TheDevilWearsPenneys · 14/04/2008 13:13

Surely things such as dirty dishes, pooey toilet seats and mouldy laundry should be done without asking? And how could e even be in the house with that all day?

We actually had long hard talks when I was about to end maternity leave about if he should be a 'househusband'
Thank god we decided against.

maidamess · 14/04/2008 13:15

IME if anything 'needs to be done without asking' then its something you need to ask someone to do. its only you that does it without being told to.

Anna8888 · 14/04/2008 13:15

Yes, those things should be done without asking. That is just basic clearing up after oneself.

My stepsons (13 and 10) are expected to tidy their bedroom and bathroom when they leave (and they do). I expect (or ask the cleaner) to hoover and dust once a week or so, and send the window cleaner in there.

VictorianSqualor · 14/04/2008 13:15

Pooey toilet seats and dirty dishes yes.
Of course.
Personally I wouldn't have gone away leaving dishes from breakfast in the sink anyway.
Mouldy laundry how long were you away?

TheDevilWearsPenneys · 14/04/2008 13:16

VS so those nights recently where I have been stewing and he hasn't made it home to see the DC as he was out in the pub count for shit?
oh, wait, you are right. I didn't deserve my first weekend without children since they were born to spend time with my closest oldest friend and her baby.

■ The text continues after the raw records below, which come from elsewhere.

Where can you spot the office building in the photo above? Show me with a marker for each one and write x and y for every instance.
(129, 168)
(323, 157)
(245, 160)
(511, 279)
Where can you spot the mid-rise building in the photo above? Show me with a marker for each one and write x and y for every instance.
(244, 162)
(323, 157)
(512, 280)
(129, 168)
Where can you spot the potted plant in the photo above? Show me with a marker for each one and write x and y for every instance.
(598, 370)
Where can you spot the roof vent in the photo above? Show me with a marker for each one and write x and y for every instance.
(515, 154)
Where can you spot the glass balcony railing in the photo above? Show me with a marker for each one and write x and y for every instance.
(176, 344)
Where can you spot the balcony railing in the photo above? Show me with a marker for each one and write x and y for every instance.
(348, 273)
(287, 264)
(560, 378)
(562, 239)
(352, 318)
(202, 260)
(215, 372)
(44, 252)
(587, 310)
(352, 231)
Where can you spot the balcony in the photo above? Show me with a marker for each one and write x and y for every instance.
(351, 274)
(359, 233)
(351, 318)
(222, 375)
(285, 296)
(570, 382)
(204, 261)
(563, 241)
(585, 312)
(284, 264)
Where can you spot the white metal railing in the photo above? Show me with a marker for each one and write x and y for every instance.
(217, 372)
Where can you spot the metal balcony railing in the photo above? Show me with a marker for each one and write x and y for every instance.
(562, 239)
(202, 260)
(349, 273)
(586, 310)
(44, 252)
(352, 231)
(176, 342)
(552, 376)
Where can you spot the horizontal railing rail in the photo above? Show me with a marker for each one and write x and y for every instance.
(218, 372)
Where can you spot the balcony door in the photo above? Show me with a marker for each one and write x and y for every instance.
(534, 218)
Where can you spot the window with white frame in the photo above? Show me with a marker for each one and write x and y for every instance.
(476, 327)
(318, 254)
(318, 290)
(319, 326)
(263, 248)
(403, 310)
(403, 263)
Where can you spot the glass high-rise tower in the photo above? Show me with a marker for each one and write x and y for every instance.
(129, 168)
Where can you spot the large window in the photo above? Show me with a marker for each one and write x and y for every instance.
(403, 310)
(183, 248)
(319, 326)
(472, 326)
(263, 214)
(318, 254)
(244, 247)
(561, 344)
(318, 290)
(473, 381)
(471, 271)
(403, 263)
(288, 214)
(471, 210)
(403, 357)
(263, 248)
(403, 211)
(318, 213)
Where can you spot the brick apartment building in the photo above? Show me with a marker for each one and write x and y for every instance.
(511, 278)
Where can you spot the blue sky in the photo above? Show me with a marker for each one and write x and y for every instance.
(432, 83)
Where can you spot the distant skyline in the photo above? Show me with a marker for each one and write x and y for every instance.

VictorianSqualor · 14/04/2008 13:18

At what point did I say you didn't deserve to go away?
Of course you do, everyone deserves me time.

TheDevilWearsPenneys · 14/04/2008 13:18

Mouldy smelling yes. I put it in on friday morning and I only opened it today.

I'm leaving this thread alone now. It's stressing me out more.

Cappuccino · 14/04/2008 13:20

hang on

hang on

this is the man who ripped your magazine up and threw your coffee in the sink because you hadn't tidied the house for when he got in

AND YOU ARE CLEANING UP AFTER HIM?

you are utterly ridiculously cluelessly barmy

it seems to me that you are both people with hugely high standards who, instead of coming together to work out how to achieve it them as a team, use either aggression (ripping, shouting) or passive-aggression (boiling inside while tidying) to take it out on one another

it can't go on

well it can but it will be shit

PerkinWarbeck · 14/04/2008 13:22

I am a bit at the "that's men for you" comments.

DH looks after DD on Tuesdays, when I do on call at work. TBH the place is tidies when I get home than I manage to keep it, and he also find time to take DD swimming.

the housework/organisation gene are the Y chromosome are not mutually exclusive.

PerkinWarbeck · 14/04/2008 13:23

tidier even

Rubyrubyruby · 14/04/2008 13:24

This reply has been deleted

Message withdrawn at poster's request.